DOI: 10.1007/s00702-002-0799-z

Cite this article as:
Fénelon, G., Giménez-Roldán, S., Montastruc, J. et al. J Neural Transm (2003) 110: 239. doi:10.1007/s00702-002-0799-z


The efficacy and tolerability of entacapone was investigated in a randomized, double-blind, placebo-controlled, 3-month study of 162 patients with Parkinson's disease (PD) treated with levodopa and a dopamine agonist and experiencing wearing-off motor fluctuations. Patients were randomized in a 3 : 2 ratio to entacapone 200 mg or placebo, administered with each dose of levodopa. Efficacy was judged on the improvement of “on” and “off” time while awake (Patient Diary and UPDRS part IV Item 39), Investigators' Global Assessment, the SF-36 Health Survey, and changes in levodopa dosages. Patients were monitored for adverse events, laboratory safety and vital signs throughout the study. Improvements in “on” time as assessed using patient diary data showed a trend in favour of entacapone, however these did not reach statistical significance. “Off” time while awake (UPDRS part IV Item 39) showed an improvement of at least one category in 36% of entacapone-treated patients, compared with 22% in the control group (p = 0.0038).

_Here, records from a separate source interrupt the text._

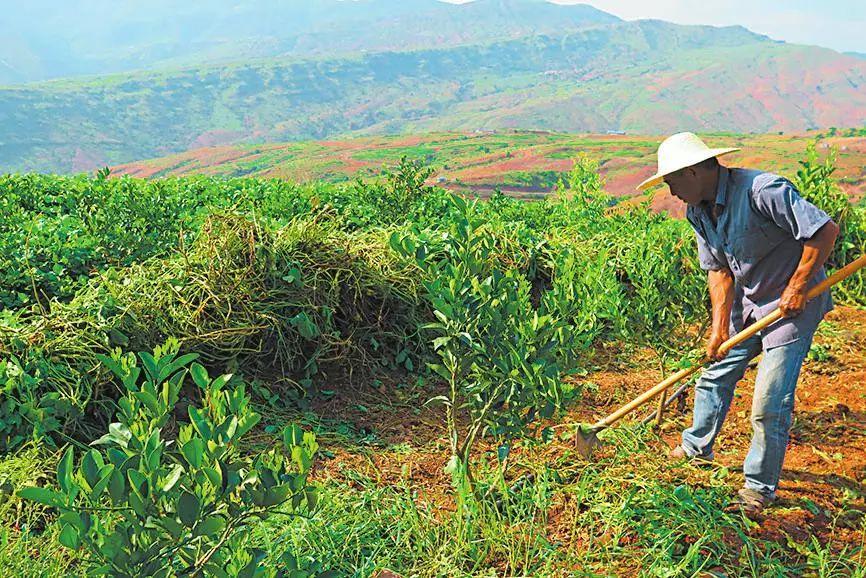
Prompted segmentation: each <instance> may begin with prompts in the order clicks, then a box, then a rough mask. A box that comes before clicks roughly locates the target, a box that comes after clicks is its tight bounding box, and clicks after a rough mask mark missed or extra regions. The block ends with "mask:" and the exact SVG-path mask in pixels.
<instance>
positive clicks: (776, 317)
mask: <svg viewBox="0 0 866 578" xmlns="http://www.w3.org/2000/svg"><path fill="white" fill-rule="evenodd" d="M864 266H866V255H862V256H860V257H859V258H858V259H857V260H855V261H852V262H851V263H849V264H848V265H846V266H845V267H843V268H842V269H839V270H838V271H836V272H835V273H833V274H832V275H831V276H830V277H828V278H827V279H825V280H824V281H822V282H821V283H819V284H818V285H815V287H813V288H812V289H811V290H810V291H809V293H808V299H809V300H812V299H814V298H815V297H817V296H818V295H820V294H821V293H823V292H824V291H826V290H828V289H829V288H830V287H832V286H833V285H835V284H836V283H839V282H840V281H843V280H844V279H847V278H848V277H850V276H851V275H853V274H854V273H856V272H857V271H859V270H860V269H862V268H863V267H864ZM781 318H782V312H781V311H780V310H779V309H776V310H775V311H773V312H772V313H770V314H769V315H767V316H766V317H764V318H763V319H761V320H760V321H757V322H755V323H753V324H752V325H750V326H749V327H747V328H746V329H744V330H743V331H741V332H739V333H737V334H736V335H734V336H733V337H731V338H730V339H728V340H727V341H725V342H724V343H723V344H722V345H721V347H719V352H720V353H721V354H723V355H725V354H727V353H728V352H729V351H730V350H731V349H733V348H734V347H736V346H737V345H739V344H740V343H742V342H743V341H745V340H747V339H748V338H750V337H752V336H753V335H755V334H756V333H758V332H759V331H761V330H762V329H765V328H766V327H768V326H769V325H772V324H773V323H775V322H776V321H778V320H779V319H781ZM709 362H710V360H709V359H708V358H707V357H706V356H704V358H703V359H702V360H701V361H700V362H698V363H696V364H695V365H693V366H691V367H688V368H686V369H681V370H680V371H678V372H676V373H674V374H673V375H671V376H670V377H668V378H667V379H665V380H664V381H662V382H660V383H659V384H658V385H656V386H655V387H653V388H652V389H649V390H647V391H645V392H644V393H642V394H641V395H639V396H638V397H636V398H635V399H633V400H632V401H630V402H628V403H627V404H625V405H624V406H622V407H621V408H619V409H618V410H616V411H615V412H613V413H612V414H610V415H609V416H607V417H606V418H604V419H602V420H600V421H598V422H596V423H595V424H593V425H585V424H584V425H579V426H578V428H577V436H576V437H575V444H576V446H577V451H578V452H580V454H581V455H582V456H583V457H584V458H587V459H588V458H589V457H590V456H591V455H592V450H593V449H594V448H595V446H597V445H599V444H600V442H599V440H598V433H599V432H601V431H602V430H605V429H607V428H609V427H610V426H612V425H614V424H615V423H616V422H618V421H619V420H620V419H622V417H623V416H625V415H628V414H629V413H631V412H632V411H634V410H635V409H637V408H639V407H641V406H643V405H644V404H645V403H647V402H648V401H650V400H651V399H653V398H654V397H656V396H657V395H659V394H661V393H662V392H666V391H667V390H668V388H669V387H671V386H672V385H674V384H675V383H679V382H680V381H682V380H684V379H685V378H687V377H689V376H690V375H692V374H694V373H695V372H697V371H698V370H699V369H701V368H702V367H704V366H705V365H707V364H708V363H709ZM661 409H662V408H661V406H660V407H659V413H661Z"/></svg>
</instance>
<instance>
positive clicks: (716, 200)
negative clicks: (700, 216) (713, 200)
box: [716, 165, 730, 206]
mask: <svg viewBox="0 0 866 578" xmlns="http://www.w3.org/2000/svg"><path fill="white" fill-rule="evenodd" d="M729 173H730V171H729V170H728V168H727V167H723V166H721V165H720V166H719V185H718V187H717V188H716V204H717V205H722V206H725V205H726V204H727V202H728V175H729Z"/></svg>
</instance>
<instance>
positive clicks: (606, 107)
mask: <svg viewBox="0 0 866 578" xmlns="http://www.w3.org/2000/svg"><path fill="white" fill-rule="evenodd" d="M370 1H371V0H367V2H368V3H369V2H370ZM432 1H433V0H418V2H419V3H421V4H423V3H428V2H432ZM371 5H372V4H371ZM377 5H379V6H382V5H384V4H382V3H381V2H379V3H378V4H377ZM425 5H426V4H425ZM490 5H494V6H495V5H499V6H506V7H507V6H511V5H516V6H519V7H523V8H526V7H531V6H533V5H534V4H533V3H532V2H531V1H530V0H521V1H519V2H517V3H516V4H515V3H514V1H513V0H511V1H510V2H504V3H503V2H490V3H488V4H475V5H474V7H472V6H473V5H472V4H469V5H463V6H464V7H465V6H469V7H472V8H471V9H472V10H475V11H479V10H483V9H485V6H490ZM537 5H540V4H537ZM545 5H546V6H551V7H553V6H556V5H552V4H545ZM447 6H449V5H445V4H440V5H439V7H438V8H437V10H438V9H441V10H443V11H444V12H447V13H449V14H455V13H458V12H452V10H453V9H454V8H455V7H454V6H452V7H451V8H448V7H447ZM559 8H563V7H561V6H559V7H556V8H555V9H559ZM460 10H463V8H460ZM592 10H594V9H592ZM592 10H591V11H590V12H589V13H590V14H595V13H594V12H592ZM600 18H603V17H600ZM614 18H615V17H614ZM494 21H495V20H494ZM578 21H580V18H578V19H577V20H575V22H578ZM398 22H399V19H398ZM459 22H462V24H461V25H462V26H463V27H464V28H459V27H455V28H454V29H453V30H451V31H450V32H449V34H452V35H459V34H460V33H461V30H463V29H465V28H466V27H469V28H472V32H473V33H475V32H479V30H478V29H477V27H474V28H473V27H472V19H464V20H460V21H459ZM551 26H552V29H555V27H554V26H553V25H551ZM397 29H399V26H397V28H394V30H397ZM511 30H512V33H514V34H517V33H518V32H519V31H520V28H519V27H516V28H513V29H511ZM484 34H486V33H485V32H484V31H483V30H481V32H480V36H477V37H476V41H475V43H469V44H459V43H456V44H455V43H450V44H447V45H444V46H438V45H437V46H436V47H434V48H413V47H410V48H409V49H406V50H402V51H395V50H384V51H373V52H361V51H355V52H352V54H351V55H350V56H327V55H321V54H316V53H315V52H312V53H305V54H306V55H307V56H306V58H297V57H295V56H291V55H290V56H280V57H266V58H258V59H240V60H237V61H233V62H232V63H209V64H206V65H187V66H185V67H180V68H169V69H163V70H148V71H141V72H135V73H116V74H112V75H105V76H94V77H87V78H80V79H59V80H50V81H43V82H39V83H31V84H24V85H16V86H10V87H5V88H0V126H2V127H3V129H4V130H3V131H2V132H0V171H21V170H38V171H59V172H70V171H80V170H91V169H93V168H96V167H99V166H104V165H116V164H122V163H125V162H130V161H134V160H137V159H142V158H152V157H157V156H162V155H167V154H171V153H176V152H180V151H183V150H187V149H191V148H196V147H200V146H207V145H216V144H233V143H245V142H246V143H256V142H275V141H297V140H322V139H328V138H347V137H350V136H363V135H374V134H400V133H408V132H416V131H417V132H435V131H442V130H456V131H472V130H479V129H480V130H492V129H510V128H521V129H540V130H560V131H568V132H605V131H608V130H613V131H627V132H639V133H654V134H661V133H666V132H674V131H678V130H695V131H732V132H752V133H755V132H767V131H774V132H775V131H788V132H790V131H803V130H807V129H811V128H819V127H830V126H838V127H860V126H863V125H866V91H864V90H863V88H862V87H863V86H866V61H864V60H862V59H859V58H856V57H854V56H846V55H840V54H839V53H837V52H835V51H832V50H830V49H822V48H816V47H808V46H800V45H793V44H787V43H783V42H778V41H774V40H771V39H768V38H767V37H766V36H763V35H760V34H756V33H754V32H751V31H749V30H748V29H746V28H744V27H740V26H732V27H712V26H684V25H677V24H672V23H668V22H664V21H661V20H639V21H620V20H619V19H616V21H614V22H613V23H610V22H607V23H598V22H594V21H593V22H590V23H587V24H586V25H585V26H581V27H574V28H568V29H565V30H559V32H551V33H550V34H547V33H535V34H531V35H524V36H520V37H518V38H505V39H499V40H497V41H487V40H485V38H486V37H485V36H484ZM455 38H456V36H455ZM380 41H382V42H386V43H387V42H390V40H388V39H387V38H386V39H384V40H383V39H381V38H380ZM425 42H426V40H425Z"/></svg>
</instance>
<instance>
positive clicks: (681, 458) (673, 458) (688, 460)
mask: <svg viewBox="0 0 866 578" xmlns="http://www.w3.org/2000/svg"><path fill="white" fill-rule="evenodd" d="M668 460H669V461H671V462H680V461H682V460H688V461H689V462H691V463H693V464H695V465H698V466H707V465H710V464H712V463H713V459H712V458H704V457H701V456H690V455H689V454H688V453H686V449H685V448H684V447H683V446H677V447H675V448H674V449H672V450H671V451H670V453H669V454H668Z"/></svg>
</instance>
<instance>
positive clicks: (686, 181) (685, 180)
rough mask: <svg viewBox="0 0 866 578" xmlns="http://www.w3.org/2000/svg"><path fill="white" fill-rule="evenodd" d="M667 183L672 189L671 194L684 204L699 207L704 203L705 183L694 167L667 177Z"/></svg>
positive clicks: (682, 170)
mask: <svg viewBox="0 0 866 578" xmlns="http://www.w3.org/2000/svg"><path fill="white" fill-rule="evenodd" d="M665 183H667V185H668V187H670V189H671V194H672V195H673V196H675V197H676V198H678V199H679V200H681V201H683V202H684V203H687V204H689V205H699V204H700V203H701V201H703V193H702V189H703V182H702V180H701V179H700V178H699V175H698V173H697V171H695V169H694V168H692V167H686V168H684V169H681V170H679V171H677V172H675V173H671V174H669V175H666V176H665Z"/></svg>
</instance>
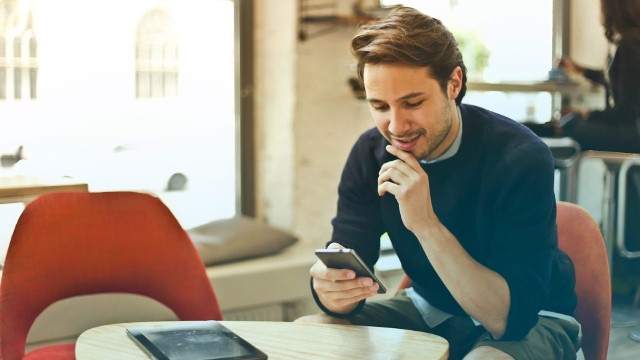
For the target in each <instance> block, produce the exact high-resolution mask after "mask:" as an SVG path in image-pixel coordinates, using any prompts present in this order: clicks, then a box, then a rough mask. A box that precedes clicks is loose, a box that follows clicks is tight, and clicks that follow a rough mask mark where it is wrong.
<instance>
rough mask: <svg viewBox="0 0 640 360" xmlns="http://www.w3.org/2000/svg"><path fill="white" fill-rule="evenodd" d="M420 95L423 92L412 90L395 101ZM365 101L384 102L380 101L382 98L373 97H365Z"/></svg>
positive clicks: (398, 100)
mask: <svg viewBox="0 0 640 360" xmlns="http://www.w3.org/2000/svg"><path fill="white" fill-rule="evenodd" d="M420 95H424V93H423V92H412V93H408V94H407V95H405V96H402V97H400V98H399V99H398V100H396V101H402V100H407V99H411V98H414V97H416V96H420ZM367 101H368V102H370V103H374V102H384V101H382V100H379V99H375V98H368V99H367Z"/></svg>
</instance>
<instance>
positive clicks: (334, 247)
mask: <svg viewBox="0 0 640 360" xmlns="http://www.w3.org/2000/svg"><path fill="white" fill-rule="evenodd" d="M351 47H352V52H353V54H354V57H355V58H356V60H357V66H358V75H359V76H360V78H361V79H362V80H363V83H364V86H365V91H366V99H367V101H368V103H369V106H370V110H371V114H372V116H373V119H374V121H375V124H376V128H375V129H371V130H369V131H366V132H365V133H364V134H362V135H361V136H360V138H359V139H358V141H357V142H356V144H355V146H354V147H353V149H352V151H351V153H350V155H349V158H348V160H347V163H346V165H345V168H344V171H343V174H342V178H341V181H340V186H339V200H338V212H337V215H336V217H335V218H334V219H333V221H332V224H333V235H332V239H331V242H330V244H329V247H330V248H341V247H345V248H352V249H355V250H356V252H357V253H358V254H359V255H360V257H362V258H363V259H364V261H365V262H366V263H367V264H368V265H369V266H370V267H372V266H373V265H374V263H375V262H376V261H377V259H378V255H379V250H380V236H381V235H382V234H383V233H385V232H386V233H387V234H388V235H389V237H390V238H391V241H392V243H393V246H394V248H395V250H396V253H397V255H398V257H399V259H400V261H401V263H402V267H403V269H404V270H405V272H406V273H407V275H408V276H409V277H410V278H411V281H412V285H413V287H412V288H410V289H407V290H406V291H405V292H401V293H400V294H398V295H396V296H395V297H393V298H391V299H388V300H383V301H376V302H367V303H365V299H367V298H369V297H372V296H374V295H375V294H376V293H377V289H378V285H377V284H374V283H373V282H372V280H371V279H370V278H355V274H354V273H353V271H351V270H345V269H329V268H327V267H325V266H324V265H323V264H322V263H321V262H320V261H318V262H317V263H316V264H315V265H314V266H313V267H312V268H311V271H310V272H311V276H312V279H311V283H312V292H313V295H314V298H315V299H316V302H317V303H318V305H319V306H320V308H321V309H322V310H323V311H324V314H320V315H312V316H310V317H305V318H301V319H299V321H322V322H338V323H350V324H357V325H371V326H387V327H399V328H407V329H412V330H419V331H427V332H431V333H435V334H438V335H440V336H443V337H445V338H446V339H447V340H448V341H449V343H450V357H451V358H452V359H459V358H463V357H464V358H465V359H475V358H478V359H490V358H493V359H502V358H504V359H510V358H517V359H534V358H535V359H560V358H567V359H572V358H575V356H576V354H575V353H576V351H577V349H578V348H579V329H580V326H579V324H578V323H577V322H576V321H575V319H573V317H572V314H573V310H574V307H575V305H576V296H575V291H574V285H575V276H574V269H573V265H572V263H571V261H570V259H569V258H568V256H567V255H566V254H564V253H563V252H561V251H560V250H559V249H558V247H557V233H556V224H555V216H556V213H555V196H554V193H553V171H554V170H553V163H552V158H551V154H550V151H549V149H548V148H547V146H546V145H545V144H544V143H542V142H541V141H540V140H539V139H538V137H537V136H535V135H534V134H533V133H532V132H530V131H529V130H528V129H526V128H525V127H524V126H522V125H521V124H518V123H516V122H515V121H513V120H511V119H508V118H506V117H504V116H501V115H498V114H496V113H493V112H490V111H488V110H485V109H482V108H479V107H475V106H470V105H463V104H461V100H462V98H463V96H464V93H465V91H466V68H465V66H464V63H463V61H462V55H461V54H460V51H459V49H458V47H457V43H456V41H455V39H454V38H453V36H452V34H451V33H450V32H449V31H448V30H447V29H446V27H444V26H443V25H442V23H441V22H440V21H439V20H437V19H434V18H431V17H429V16H427V15H424V14H422V13H420V12H418V11H416V10H414V9H411V8H406V7H403V8H398V9H397V10H394V11H393V12H391V13H390V14H389V16H387V17H386V18H385V19H382V20H380V21H377V22H373V23H369V24H367V25H365V26H363V27H362V28H361V30H360V31H359V33H358V34H357V35H356V36H355V37H354V39H353V40H352V42H351Z"/></svg>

The proportion of patients showing an improvement at the Investigators' Global Assessment was significantly higher (p = 0.0006) in the entacapone-treated group of patients. Also, the proportion of patients with a reduction in their daily levodopa dose was significantly higher (p = 0.02) in the entacapone group (28%) compared with placebo (13%). As expected, the most frequent adverse events were dopamine-mediated (dyskinesia: entacapone 31% versus placebo 13%), and harmless urinary discoloration. The modest increase in dyskinesias could be readily managed by levodopa down-adjustment, and, at study end there was no significant difference for the UPDRS “overall dyskinesia score” between entacapone and placebo. In conclusion, although the primary efficacy variable did not reach statistical significance, the present results demonstrate that entacapone provides additional antiparkinsonian benefits to levodopa therapy and is well tolerated in levodopa-treated PD patients experiencing wearing-off motor fluctuations despite adjunct dopamine agonist therapy.

Keywords: EntacaponelevodopaParkinson's diseasefluctuations.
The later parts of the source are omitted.